Clean Clothes, Healthy Skin, Happy Family
Every day, more Canadians are turning to natural products and practices for their home and health care routines.
Green cleaning has become mainstream, and the rise of do-it-yourself culture, and increased availability of natural products have helped us all to detoxify our homes and bodies. But there is a domain that is sometimes looked over. The laundry hamper.
Laundry is where housework meets skincare. We wash our clothes routinely, just as we do with other areas in the home. But – unlike the kitchen counter and our dishes – our clothes are in direct contact with our body when worn.
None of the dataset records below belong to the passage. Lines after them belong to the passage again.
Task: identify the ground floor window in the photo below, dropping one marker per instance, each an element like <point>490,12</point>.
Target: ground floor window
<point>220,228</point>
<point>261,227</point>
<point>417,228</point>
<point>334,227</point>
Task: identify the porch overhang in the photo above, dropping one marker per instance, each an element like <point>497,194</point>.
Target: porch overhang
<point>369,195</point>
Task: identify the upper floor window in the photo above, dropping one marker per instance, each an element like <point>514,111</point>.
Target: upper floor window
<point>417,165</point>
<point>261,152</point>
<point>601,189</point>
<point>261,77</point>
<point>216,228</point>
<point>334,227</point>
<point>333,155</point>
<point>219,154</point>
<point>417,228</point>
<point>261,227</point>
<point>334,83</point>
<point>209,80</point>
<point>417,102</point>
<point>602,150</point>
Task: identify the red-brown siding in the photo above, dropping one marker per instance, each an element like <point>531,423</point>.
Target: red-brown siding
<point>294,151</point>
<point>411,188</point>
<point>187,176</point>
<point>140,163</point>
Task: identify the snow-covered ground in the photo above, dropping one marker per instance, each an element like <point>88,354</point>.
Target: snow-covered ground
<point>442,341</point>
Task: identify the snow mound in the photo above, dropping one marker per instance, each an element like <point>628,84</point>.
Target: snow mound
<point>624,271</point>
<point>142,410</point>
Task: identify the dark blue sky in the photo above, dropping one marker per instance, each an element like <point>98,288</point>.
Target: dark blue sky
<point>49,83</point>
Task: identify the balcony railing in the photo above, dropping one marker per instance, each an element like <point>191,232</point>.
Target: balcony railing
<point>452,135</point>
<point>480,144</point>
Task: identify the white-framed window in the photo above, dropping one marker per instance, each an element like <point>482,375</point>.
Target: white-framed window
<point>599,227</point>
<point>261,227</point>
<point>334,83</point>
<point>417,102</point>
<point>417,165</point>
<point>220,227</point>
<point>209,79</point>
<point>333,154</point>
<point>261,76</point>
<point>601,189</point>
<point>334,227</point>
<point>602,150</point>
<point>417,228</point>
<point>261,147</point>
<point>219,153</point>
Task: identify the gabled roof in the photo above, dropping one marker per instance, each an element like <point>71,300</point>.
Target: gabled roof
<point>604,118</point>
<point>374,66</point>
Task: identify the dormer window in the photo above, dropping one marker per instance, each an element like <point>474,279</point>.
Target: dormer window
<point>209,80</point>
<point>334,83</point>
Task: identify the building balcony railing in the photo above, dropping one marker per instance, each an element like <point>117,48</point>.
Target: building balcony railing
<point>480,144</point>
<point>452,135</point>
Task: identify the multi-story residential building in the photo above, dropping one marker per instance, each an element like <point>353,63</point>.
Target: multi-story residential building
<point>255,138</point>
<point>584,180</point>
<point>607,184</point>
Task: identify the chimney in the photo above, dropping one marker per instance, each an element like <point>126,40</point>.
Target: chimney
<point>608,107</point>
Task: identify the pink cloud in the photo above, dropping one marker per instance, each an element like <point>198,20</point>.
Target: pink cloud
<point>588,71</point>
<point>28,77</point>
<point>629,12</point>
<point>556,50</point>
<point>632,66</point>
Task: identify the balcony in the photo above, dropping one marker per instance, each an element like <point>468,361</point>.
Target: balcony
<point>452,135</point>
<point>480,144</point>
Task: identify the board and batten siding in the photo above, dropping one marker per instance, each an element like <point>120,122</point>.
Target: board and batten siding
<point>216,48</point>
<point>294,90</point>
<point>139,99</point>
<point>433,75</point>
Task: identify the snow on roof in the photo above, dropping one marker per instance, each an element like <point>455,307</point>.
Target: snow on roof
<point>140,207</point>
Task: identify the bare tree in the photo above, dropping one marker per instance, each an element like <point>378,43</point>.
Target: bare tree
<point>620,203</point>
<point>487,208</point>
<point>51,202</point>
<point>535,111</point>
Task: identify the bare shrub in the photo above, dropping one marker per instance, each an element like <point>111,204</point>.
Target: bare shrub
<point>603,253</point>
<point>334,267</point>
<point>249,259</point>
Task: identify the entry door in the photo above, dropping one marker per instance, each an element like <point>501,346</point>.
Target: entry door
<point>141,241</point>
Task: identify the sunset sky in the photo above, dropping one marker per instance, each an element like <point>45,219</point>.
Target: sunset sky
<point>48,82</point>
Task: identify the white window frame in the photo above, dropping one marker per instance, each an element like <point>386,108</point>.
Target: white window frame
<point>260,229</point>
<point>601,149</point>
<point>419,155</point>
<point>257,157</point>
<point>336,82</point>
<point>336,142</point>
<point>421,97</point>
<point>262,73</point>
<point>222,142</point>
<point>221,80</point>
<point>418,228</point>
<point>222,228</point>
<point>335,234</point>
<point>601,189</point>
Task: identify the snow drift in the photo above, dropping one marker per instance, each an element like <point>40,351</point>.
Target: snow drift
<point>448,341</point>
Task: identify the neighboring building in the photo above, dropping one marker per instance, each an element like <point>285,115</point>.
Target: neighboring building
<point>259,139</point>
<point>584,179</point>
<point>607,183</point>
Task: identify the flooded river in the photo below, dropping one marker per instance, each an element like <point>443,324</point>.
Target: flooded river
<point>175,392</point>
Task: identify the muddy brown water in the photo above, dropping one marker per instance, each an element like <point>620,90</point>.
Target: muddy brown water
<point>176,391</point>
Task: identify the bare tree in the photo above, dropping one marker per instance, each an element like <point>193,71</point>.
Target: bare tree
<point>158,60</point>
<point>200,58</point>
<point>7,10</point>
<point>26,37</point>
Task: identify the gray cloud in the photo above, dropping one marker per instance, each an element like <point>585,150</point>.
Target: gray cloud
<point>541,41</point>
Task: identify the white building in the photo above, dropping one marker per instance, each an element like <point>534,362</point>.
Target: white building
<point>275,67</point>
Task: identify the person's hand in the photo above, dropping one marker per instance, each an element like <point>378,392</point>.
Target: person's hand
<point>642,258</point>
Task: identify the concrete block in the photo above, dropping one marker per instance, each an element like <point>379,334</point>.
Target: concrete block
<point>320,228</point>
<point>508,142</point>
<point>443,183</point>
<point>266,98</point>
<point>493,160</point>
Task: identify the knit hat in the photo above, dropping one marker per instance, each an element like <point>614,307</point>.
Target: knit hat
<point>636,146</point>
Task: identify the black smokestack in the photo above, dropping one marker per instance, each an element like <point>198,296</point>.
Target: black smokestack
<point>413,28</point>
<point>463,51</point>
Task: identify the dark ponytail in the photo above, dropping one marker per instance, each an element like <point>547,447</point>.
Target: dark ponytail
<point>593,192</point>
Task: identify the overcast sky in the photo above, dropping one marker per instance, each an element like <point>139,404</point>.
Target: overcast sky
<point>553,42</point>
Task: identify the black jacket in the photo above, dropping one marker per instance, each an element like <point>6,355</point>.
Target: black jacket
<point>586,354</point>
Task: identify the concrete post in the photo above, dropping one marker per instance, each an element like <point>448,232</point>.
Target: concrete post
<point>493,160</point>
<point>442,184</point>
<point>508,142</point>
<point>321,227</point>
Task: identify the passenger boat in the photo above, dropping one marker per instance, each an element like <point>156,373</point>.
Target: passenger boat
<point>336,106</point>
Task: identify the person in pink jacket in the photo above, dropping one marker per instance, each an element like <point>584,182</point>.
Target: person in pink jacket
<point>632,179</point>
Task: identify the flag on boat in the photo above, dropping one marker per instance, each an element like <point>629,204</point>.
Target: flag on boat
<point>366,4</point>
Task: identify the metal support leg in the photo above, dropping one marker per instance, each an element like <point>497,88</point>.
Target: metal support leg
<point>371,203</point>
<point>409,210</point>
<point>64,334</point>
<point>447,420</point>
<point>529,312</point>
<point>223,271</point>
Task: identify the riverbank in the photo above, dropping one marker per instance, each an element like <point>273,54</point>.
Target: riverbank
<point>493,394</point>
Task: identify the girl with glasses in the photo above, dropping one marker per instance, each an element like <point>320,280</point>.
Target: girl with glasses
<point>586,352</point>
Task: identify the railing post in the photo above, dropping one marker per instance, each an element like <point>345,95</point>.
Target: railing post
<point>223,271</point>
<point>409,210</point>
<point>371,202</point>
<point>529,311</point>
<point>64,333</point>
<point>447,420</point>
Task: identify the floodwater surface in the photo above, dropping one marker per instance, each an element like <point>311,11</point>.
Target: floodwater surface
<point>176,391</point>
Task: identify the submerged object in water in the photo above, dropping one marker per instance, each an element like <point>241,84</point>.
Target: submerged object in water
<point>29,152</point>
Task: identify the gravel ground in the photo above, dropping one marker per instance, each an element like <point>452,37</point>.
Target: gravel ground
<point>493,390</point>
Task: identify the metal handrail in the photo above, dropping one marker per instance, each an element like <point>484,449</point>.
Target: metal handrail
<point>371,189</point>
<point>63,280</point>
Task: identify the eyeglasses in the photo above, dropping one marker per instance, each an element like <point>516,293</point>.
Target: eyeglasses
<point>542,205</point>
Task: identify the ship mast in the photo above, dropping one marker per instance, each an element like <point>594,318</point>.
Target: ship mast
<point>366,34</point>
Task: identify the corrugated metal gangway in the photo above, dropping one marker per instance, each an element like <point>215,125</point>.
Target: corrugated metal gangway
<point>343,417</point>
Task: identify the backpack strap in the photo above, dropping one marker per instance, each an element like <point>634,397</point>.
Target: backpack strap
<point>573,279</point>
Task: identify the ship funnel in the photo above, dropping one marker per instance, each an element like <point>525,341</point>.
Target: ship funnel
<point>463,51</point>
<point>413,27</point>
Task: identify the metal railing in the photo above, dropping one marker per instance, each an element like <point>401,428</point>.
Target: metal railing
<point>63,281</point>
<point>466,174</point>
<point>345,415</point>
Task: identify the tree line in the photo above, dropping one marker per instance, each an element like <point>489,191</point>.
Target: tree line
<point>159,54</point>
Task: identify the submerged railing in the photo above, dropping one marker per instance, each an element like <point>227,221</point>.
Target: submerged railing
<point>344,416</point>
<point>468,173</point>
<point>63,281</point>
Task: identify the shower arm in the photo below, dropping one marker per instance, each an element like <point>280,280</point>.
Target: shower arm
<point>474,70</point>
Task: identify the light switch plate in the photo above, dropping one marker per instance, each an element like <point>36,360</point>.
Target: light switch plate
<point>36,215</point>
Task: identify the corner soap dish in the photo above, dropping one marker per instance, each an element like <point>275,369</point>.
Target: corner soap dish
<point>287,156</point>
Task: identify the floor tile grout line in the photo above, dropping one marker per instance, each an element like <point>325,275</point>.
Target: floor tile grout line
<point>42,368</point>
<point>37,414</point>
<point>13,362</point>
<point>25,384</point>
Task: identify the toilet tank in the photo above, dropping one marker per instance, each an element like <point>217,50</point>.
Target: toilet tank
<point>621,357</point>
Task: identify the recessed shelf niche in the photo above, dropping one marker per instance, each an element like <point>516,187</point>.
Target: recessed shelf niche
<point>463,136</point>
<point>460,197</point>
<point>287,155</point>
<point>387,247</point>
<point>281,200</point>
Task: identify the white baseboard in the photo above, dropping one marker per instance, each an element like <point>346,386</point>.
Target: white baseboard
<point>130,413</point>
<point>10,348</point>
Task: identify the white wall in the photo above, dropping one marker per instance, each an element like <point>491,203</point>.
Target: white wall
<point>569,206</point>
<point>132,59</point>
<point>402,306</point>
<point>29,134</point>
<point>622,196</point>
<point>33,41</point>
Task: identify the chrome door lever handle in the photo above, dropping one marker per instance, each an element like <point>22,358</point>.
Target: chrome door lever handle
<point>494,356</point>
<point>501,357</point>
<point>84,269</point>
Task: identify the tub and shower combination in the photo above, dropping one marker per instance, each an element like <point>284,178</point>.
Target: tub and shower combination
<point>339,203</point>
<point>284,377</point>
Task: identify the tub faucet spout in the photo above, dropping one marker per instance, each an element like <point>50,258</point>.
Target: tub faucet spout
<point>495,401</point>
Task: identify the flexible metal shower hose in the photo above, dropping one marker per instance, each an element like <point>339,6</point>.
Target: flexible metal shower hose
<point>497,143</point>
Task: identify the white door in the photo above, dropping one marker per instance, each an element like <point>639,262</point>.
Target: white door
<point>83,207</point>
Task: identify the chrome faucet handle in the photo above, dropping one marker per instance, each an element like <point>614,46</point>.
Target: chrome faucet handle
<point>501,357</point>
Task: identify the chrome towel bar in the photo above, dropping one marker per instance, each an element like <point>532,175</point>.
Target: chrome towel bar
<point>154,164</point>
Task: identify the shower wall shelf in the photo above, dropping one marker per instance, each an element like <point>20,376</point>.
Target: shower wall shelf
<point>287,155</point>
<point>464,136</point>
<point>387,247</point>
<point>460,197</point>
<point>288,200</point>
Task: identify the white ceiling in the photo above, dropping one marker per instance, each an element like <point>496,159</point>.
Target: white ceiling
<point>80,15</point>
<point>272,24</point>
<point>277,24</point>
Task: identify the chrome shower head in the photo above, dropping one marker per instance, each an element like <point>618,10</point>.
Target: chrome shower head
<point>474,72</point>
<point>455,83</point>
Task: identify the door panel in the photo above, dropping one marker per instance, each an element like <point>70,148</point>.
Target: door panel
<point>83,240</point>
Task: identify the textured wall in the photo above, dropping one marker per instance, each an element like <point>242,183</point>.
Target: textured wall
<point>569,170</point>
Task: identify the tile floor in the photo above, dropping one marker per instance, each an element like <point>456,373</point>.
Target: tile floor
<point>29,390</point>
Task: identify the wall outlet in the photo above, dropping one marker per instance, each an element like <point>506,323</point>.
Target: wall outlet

It’s important to remember that our skin is our largest organ, and absorbs what’s put on it, including the residues from detergents used in our laundry regimen.
Laundry Detergent’s Dirty Secrets
Advertisements for clothing care products can be very persuasive, touting their stain-lifting, whitening and brightening abilities – with staged montages of filthy grass-stained kids’ clothes emerging from the dryer looking brand new. While it’s true that these detergents can remove stains and dirt from our clothes, they can also leave traces on the fabric after the wash cycle.
Ingredients aren’t always fully listed on labels, and can be grouped together in umbrella terms, like “fragrance,” that make it tricky to know exactly what you’re using. Many laundry products contain “fresh” scents that double as chemical irritants with the potential to trigger allergies, migraines and respiratory issues. Dryers can amplify the hazards of these fragrances found in detergents and dryer sheets by emitting volatile organic compounds (VOCs) into the air.
Choosing unscented products doesn’t sidestep all potential hazards. Other chemicals found in common laundry products include chlorine – a skin irritant, and phosphates, which contribute to algal blooms that damage aquatic life. Sulphates, synthetic dyes and preservatives are also ingredients with potential impacts to health and environment – and are in many popular laundry products!
Some ingredients are added intentionally to remain on the fabric of clothes after the spin cycle. Many conventional fabric softeners are formulated to adhere to the fibres of clothes – increasing their contact with the skin. Also, the heavily marketed “brightening” effects of some laundry products can be the result of optical brighteners – additives that cling to clothing and emit blue light for the appearance of super-clean clothes. While studies are not yet conclusive as to their effects on human heath, they are not readily biodegradable and remain intact in waterways and ecosystems.
Green your Clothing Care Routine
Fortunately, there are some simple steps to take to clean up your laundry routine. The easiest – and most effective – way to avoid using products with potentially harmful ingredients, is by choosing products that are fully transparent with their ingredient list.
There are many natural products available to choose from that suit all types of washing machines in a variety of strengths and natural scents. When choosing an eco-friendly product, the label should indicate that they are biodegradable, phosphate-free and derived from plant-based sources. Look for dye and fragrance-free formulas, or formulas gently scented with naturally derived and/or essential oils.
You can also DIY it! Assemble a few safe and simple ingredients for a homemade laundry soap (use ½ cup for a full load):
Natural laundry detergent
- 2 litres hot water
- 2 Tbsp coarse salt
- 6 Tbsp baking soda
- 6 Tbsp liquid castile soap
- Dissolve dry ingredients in hot water. Add soap and stir. Add your favorite natural, pure essential oils, if desired. Store in an airtight container.
Other ways to green your laundry routine:
- Conserve energy by line or rack-drying linens and clothing whenever possible, or consider investing in reusable dryer balls, that can cut down on machine time, making drying more efficient.
- Reuse one of your empty laundry soap bottles and seek out a bulk source of natural, eco-friendly laundry soap.
- Avoid dry cleaning, which uses perchloroethylene, a petroleum-based chemical which can be inhaled or absorbed through the skin. Often – you can research effective alternatives or specific hand-washing techniques. Or seek out a “green” dry cleaner that uses alternate methods, like silicon cleaning.
- Try to consciously purchase natural fibre clothing, that doesn’t shed micro-plastics into waterways when washing . Or consider investing in a washing bag that prevents microfibres from synthetic garments going down the drain.